Auch in Österreich ist der Umgang mit Asylsuchenden, dort falsch "Asylwerber" genannt, rüde bis menschenverachtend. Anstatt Inhaftierung gibt es eine "Anwesenheitspflicht" bei der Erstaufnahme, wie überhaupt das ungarische Nachbarland die Dinge viel charmanter zu lösen pflegt. Was in Deutschland schlicht als Abschiebezentrum bezeichnet wird, weil es nichts anderes ist, umschreibt man in Wien als "Kompetenzzentrum für aufenthaltsbeendene Maßnahmen". Die sehen dann auch schon einmal so aus, dass Familien mit Kleinkindern in aller Hergottsfrühe durch ein Polizeisonderkommando aus dem Bett gerissen werden oder sich Polizisten den minderjährigen "Schübling" während des Unterrichts aus einer Schulklasse greifen.

In Österreich regen viele Menschen besonders jene Fälle auf, bei denen längst über Jahre integrierte Zuwanderer aus ihrem Leben und Gemeinden gerissen werden, Kinder, für die das Gastland zur Heimat wurde, leiden für die langsame Bearbeitung der Anträge und das Schicksal ihrer Eltern mit. Pardon ist selten vorgesehen und ein reiner Gnadenakt einer meist eiskalten Bürokratie und zynischer Innenminister. Am Rand sammeln Rechtspopulisten wie FPÖ-Chef Strache das politische Kleingeld ein, sekundiert vom Anti-Ausländer- und Anti-EU-Hetzblatt Kronenzeitung als Sprachrohr der Stammtische.

Jenseits grundsätzlicher Fragen und Bürgerängste ist Humanismus möglich

Katastrophale Zustände im Asylwesen gibt es also in vielen, fast allen EU-Ländern, man denke nur an die Lager in Griechenland, die Umstände in Italien oder Frankreich. Dabei wird häufig ignoriert, dass Asylanten erstmal keine Straftäter sind, sondern aus einer meist nicht selbst verschuldeten existentiellen Notlage heraus (ob politisch oder wirtschaftlich), ein System nutzen, das sich unsere Länder selbst geschaffen haben. Indem man den Flüchtlingen das Arbeitsrecht verweigert, schneiden sich die Länder ins eigene Fleisch, einer Kriminalisierung wird damit sogar Vorschub geleistet. Diese Punkte sollten, jenseits der komplexen Debatte, wieviel Asyl und unter welchen Umständen sinnvoll und verträglich ist, als Teil der Grundrechtepolitik der EU vereinheitlicht, vermenschlicht werden, wie hart man in der Sache auch immer bleiben will oder muss, um den Zustrom aus den Hinterhöfen unseres Wohlstands in Grenzen zu halten. Die Ängste vieler Menschen in Europa müssen eine humanistische Grundeinstellung nicht ausschließen.
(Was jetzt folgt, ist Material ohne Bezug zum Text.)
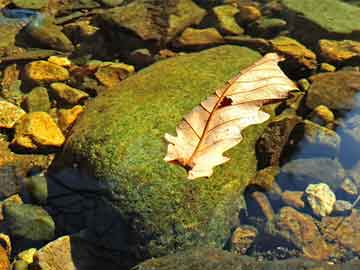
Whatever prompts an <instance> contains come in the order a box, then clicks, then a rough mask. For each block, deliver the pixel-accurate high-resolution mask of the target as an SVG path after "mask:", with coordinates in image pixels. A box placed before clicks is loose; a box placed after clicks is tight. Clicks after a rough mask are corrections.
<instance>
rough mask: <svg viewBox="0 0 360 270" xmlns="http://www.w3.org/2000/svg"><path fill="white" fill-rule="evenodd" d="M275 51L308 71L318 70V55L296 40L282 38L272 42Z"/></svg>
mask: <svg viewBox="0 0 360 270" xmlns="http://www.w3.org/2000/svg"><path fill="white" fill-rule="evenodd" d="M271 45H272V47H273V49H274V50H275V51H276V52H278V53H281V54H284V55H286V56H287V57H289V58H291V59H293V60H295V61H296V62H297V63H298V64H299V65H302V66H305V67H306V68H308V69H316V67H317V62H316V54H315V53H313V52H312V51H310V50H309V49H307V48H306V47H305V46H304V45H302V44H301V43H299V42H298V41H296V40H295V39H292V38H289V37H285V36H281V37H278V38H275V39H272V40H271Z"/></svg>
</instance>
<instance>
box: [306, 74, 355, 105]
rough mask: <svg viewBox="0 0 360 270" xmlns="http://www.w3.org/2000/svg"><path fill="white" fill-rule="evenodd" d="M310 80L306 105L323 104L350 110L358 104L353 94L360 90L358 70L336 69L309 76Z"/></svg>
mask: <svg viewBox="0 0 360 270" xmlns="http://www.w3.org/2000/svg"><path fill="white" fill-rule="evenodd" d="M310 81H311V82H312V84H311V87H310V89H309V91H308V95H307V98H306V106H308V107H309V108H312V109H313V108H315V107H317V106H318V105H325V106H327V107H328V108H330V109H335V110H350V109H353V108H355V107H357V106H358V102H357V101H356V99H355V95H356V94H357V93H358V91H359V90H360V72H356V71H337V72H330V73H322V74H317V75H313V76H311V77H310Z"/></svg>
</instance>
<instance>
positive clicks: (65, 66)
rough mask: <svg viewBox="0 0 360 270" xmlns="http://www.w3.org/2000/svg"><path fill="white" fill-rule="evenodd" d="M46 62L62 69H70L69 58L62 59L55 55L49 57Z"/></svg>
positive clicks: (62, 56) (60, 57) (61, 56)
mask: <svg viewBox="0 0 360 270" xmlns="http://www.w3.org/2000/svg"><path fill="white" fill-rule="evenodd" d="M48 62H50V63H53V64H55V65H58V66H62V67H70V66H71V61H70V60H69V58H67V57H63V56H56V55H54V56H50V57H49V58H48Z"/></svg>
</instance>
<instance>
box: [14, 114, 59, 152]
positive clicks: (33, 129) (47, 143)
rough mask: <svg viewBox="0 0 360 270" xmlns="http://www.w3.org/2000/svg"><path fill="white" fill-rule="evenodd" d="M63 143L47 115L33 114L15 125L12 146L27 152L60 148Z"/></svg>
mask: <svg viewBox="0 0 360 270" xmlns="http://www.w3.org/2000/svg"><path fill="white" fill-rule="evenodd" d="M64 141H65V137H64V135H63V134H62V133H61V130H60V129H59V127H58V126H57V125H56V123H55V122H54V120H53V119H52V118H51V116H50V115H49V114H47V113H45V112H33V113H29V114H27V115H25V116H24V117H22V118H21V121H19V122H18V123H17V125H16V127H15V137H14V139H13V141H12V144H13V145H14V146H16V147H21V148H25V149H28V150H41V149H43V150H44V148H45V149H47V150H50V149H49V148H52V147H60V146H61V145H62V144H63V143H64Z"/></svg>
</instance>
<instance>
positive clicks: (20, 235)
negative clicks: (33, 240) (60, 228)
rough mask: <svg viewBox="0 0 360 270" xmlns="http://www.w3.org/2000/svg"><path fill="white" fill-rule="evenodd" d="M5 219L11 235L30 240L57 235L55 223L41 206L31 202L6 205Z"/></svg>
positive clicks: (4, 214) (44, 238) (48, 239)
mask: <svg viewBox="0 0 360 270" xmlns="http://www.w3.org/2000/svg"><path fill="white" fill-rule="evenodd" d="M4 220H5V222H6V224H7V226H8V228H9V231H10V235H11V236H13V237H21V238H24V239H29V240H35V241H37V240H50V239H52V238H53V237H54V235H55V223H54V221H53V219H52V218H51V216H50V215H49V214H48V213H47V212H46V211H45V210H44V209H43V208H41V207H39V206H35V205H31V204H20V205H17V204H13V203H6V204H5V205H4Z"/></svg>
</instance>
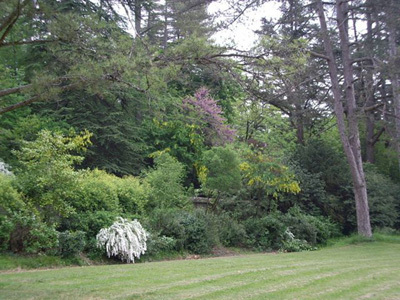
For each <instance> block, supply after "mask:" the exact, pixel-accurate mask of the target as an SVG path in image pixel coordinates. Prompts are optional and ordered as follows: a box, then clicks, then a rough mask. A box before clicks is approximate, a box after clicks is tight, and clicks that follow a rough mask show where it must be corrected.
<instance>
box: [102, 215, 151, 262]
mask: <svg viewBox="0 0 400 300" xmlns="http://www.w3.org/2000/svg"><path fill="white" fill-rule="evenodd" d="M96 240H97V246H98V247H99V248H101V249H105V250H106V253H107V255H108V257H111V256H116V257H119V258H120V259H121V260H122V261H126V262H127V263H130V262H134V258H135V257H136V258H140V256H141V255H142V254H144V253H145V252H146V250H147V244H146V241H147V233H146V231H145V230H144V229H143V227H142V225H141V224H140V223H139V222H138V221H137V220H133V221H128V220H126V219H123V218H118V220H117V221H115V222H114V223H113V224H112V225H111V226H110V227H108V228H103V229H101V230H100V232H99V233H98V234H97V236H96Z"/></svg>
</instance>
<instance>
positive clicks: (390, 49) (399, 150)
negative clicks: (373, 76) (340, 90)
mask: <svg viewBox="0 0 400 300" xmlns="http://www.w3.org/2000/svg"><path fill="white" fill-rule="evenodd" d="M387 25H388V40H389V63H390V66H389V68H390V71H389V74H390V81H391V84H392V93H393V107H394V115H395V118H394V119H395V132H394V138H395V140H396V144H395V145H396V150H397V158H398V162H399V168H400V84H399V73H398V70H397V64H396V61H397V60H398V59H399V58H398V57H397V55H398V53H397V44H396V26H395V24H394V20H388V22H387Z"/></svg>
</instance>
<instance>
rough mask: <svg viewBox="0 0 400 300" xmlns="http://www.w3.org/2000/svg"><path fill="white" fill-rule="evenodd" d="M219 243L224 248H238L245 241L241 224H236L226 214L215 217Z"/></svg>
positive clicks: (239, 246) (244, 232)
mask: <svg viewBox="0 0 400 300" xmlns="http://www.w3.org/2000/svg"><path fill="white" fill-rule="evenodd" d="M216 218H217V219H218V222H217V227H218V228H217V229H218V238H219V242H220V243H221V244H222V245H223V246H226V247H240V246H243V245H244V244H245V241H246V239H247V237H246V230H245V227H244V225H243V224H240V223H238V222H237V221H236V220H234V219H233V218H231V217H229V215H228V214H226V213H222V214H220V215H218V216H216Z"/></svg>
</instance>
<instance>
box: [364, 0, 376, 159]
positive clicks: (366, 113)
mask: <svg viewBox="0 0 400 300" xmlns="http://www.w3.org/2000/svg"><path fill="white" fill-rule="evenodd" d="M368 3H370V1H369V2H368ZM366 17H367V40H366V45H365V47H366V54H367V56H368V57H371V58H372V56H373V35H372V16H371V5H370V6H369V7H368V8H367V13H366ZM367 63H368V64H367V65H366V75H365V87H364V88H365V106H366V107H373V106H374V105H375V96H374V94H375V93H374V79H373V76H374V66H373V64H372V60H368V61H367ZM365 114H366V116H365V127H366V143H365V160H366V161H367V162H369V163H375V143H376V141H377V139H376V138H375V132H374V131H375V112H374V110H371V111H366V113H365ZM378 138H379V137H378Z"/></svg>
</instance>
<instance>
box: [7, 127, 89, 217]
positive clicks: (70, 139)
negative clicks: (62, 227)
mask: <svg viewBox="0 0 400 300" xmlns="http://www.w3.org/2000/svg"><path fill="white" fill-rule="evenodd" d="M89 139H90V134H89V133H88V132H86V133H84V134H82V135H76V134H75V133H71V136H65V135H63V134H61V133H57V132H50V131H48V130H42V131H40V132H39V133H38V137H37V139H36V140H35V141H32V142H28V141H25V142H24V144H23V147H22V148H21V150H20V151H15V152H14V153H15V155H16V156H17V158H18V159H19V162H20V163H21V167H20V168H19V169H17V170H16V172H15V174H16V178H17V179H16V181H17V183H18V187H19V189H20V190H21V191H22V192H23V193H24V194H25V196H26V197H27V199H28V201H29V203H30V204H32V206H34V207H36V208H37V210H38V211H39V212H40V214H41V217H42V218H43V220H45V221H46V222H47V223H49V224H50V223H56V222H57V221H58V218H59V217H60V216H68V214H70V213H71V212H73V207H71V205H70V203H69V199H70V197H71V196H73V194H74V190H75V187H76V186H77V185H78V186H79V176H78V172H76V171H75V169H74V166H75V165H76V164H79V163H80V162H82V160H83V157H81V156H78V155H76V153H77V152H80V151H83V150H84V149H85V147H86V146H87V145H88V144H89V143H90V141H89ZM80 200H81V199H80Z"/></svg>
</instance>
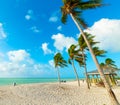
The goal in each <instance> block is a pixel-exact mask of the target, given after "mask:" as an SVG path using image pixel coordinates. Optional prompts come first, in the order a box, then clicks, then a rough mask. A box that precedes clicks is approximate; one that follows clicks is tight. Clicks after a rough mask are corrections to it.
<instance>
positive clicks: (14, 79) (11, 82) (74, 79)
mask: <svg viewBox="0 0 120 105" xmlns="http://www.w3.org/2000/svg"><path fill="white" fill-rule="evenodd" d="M61 80H66V81H73V80H75V79H73V78H67V79H61ZM57 81H58V79H56V78H0V85H13V83H16V84H29V83H47V82H57Z"/></svg>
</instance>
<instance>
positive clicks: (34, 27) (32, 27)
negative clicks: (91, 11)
mask: <svg viewBox="0 0 120 105" xmlns="http://www.w3.org/2000/svg"><path fill="white" fill-rule="evenodd" d="M30 30H32V31H33V32H35V33H39V32H40V30H39V29H38V28H37V27H36V26H33V27H31V28H30Z"/></svg>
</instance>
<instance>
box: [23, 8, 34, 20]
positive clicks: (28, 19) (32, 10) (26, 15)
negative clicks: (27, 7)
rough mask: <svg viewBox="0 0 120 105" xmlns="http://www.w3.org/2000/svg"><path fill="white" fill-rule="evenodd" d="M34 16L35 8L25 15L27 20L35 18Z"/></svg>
mask: <svg viewBox="0 0 120 105" xmlns="http://www.w3.org/2000/svg"><path fill="white" fill-rule="evenodd" d="M33 18H34V12H33V10H28V11H27V14H26V15H25V19H26V20H30V19H33Z"/></svg>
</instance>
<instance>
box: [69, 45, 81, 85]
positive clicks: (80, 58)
mask: <svg viewBox="0 0 120 105" xmlns="http://www.w3.org/2000/svg"><path fill="white" fill-rule="evenodd" d="M75 49H76V46H75V45H73V44H72V45H71V46H70V48H69V49H68V54H69V57H70V58H69V60H68V62H69V63H70V64H72V67H73V70H74V73H75V75H76V79H77V81H78V86H80V81H79V76H78V73H77V70H76V68H75V65H74V60H76V61H79V62H80V61H81V58H80V57H79V55H80V54H78V50H75Z"/></svg>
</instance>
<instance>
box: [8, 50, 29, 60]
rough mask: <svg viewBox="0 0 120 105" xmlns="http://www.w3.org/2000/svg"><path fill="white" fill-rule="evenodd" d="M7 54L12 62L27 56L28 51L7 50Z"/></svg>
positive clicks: (9, 58)
mask: <svg viewBox="0 0 120 105" xmlns="http://www.w3.org/2000/svg"><path fill="white" fill-rule="evenodd" d="M7 55H8V58H9V60H10V61H12V62H21V61H24V60H25V59H28V58H29V53H27V52H26V51H25V50H17V51H9V52H8V53H7Z"/></svg>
Göyngöyspata ist nur ein Hot Spot und wurde zum Symbol für politische und auch amtliche Menschenverachtung. Unsere Reportage.

Ungarn ist mit sich selbst überfordert

Ungarn ist mit der wachsenden illegalen Zuwanderung, vor allem durch Schlepper und Menschenhändler (über Serbien, Rumänien) überfordert und auch weitgehend alleingelassen. Hinzu kommt, dass die neue Law-and-order-verliebte Regierung nicht lange fackelt und wenig Rücksicht auf Menschenrechte und andere Gutmenschenhobbys nimmt. Man darf dabei nicht vergessen, dass Ungarn nicht einmal alle eigenen Bürger als gleichwertig behandelt, was man am Umgang mit dem ärmsten Teil der rund 7% ausmachenden ungarischen Roma sehen muss, aber auch an der Kriminalisierung von Obdachlosen erkennt. Generell neigt sich Orbánistan mehr und mehr nach 1984 als ins 21. Jahrhundert, wie zuletzt eine Novelle des Strafgesetzbuches zeigt, in deren Schatten eine Haft für Asylanten nur als logische Anpassung an den Mainstream erscheint.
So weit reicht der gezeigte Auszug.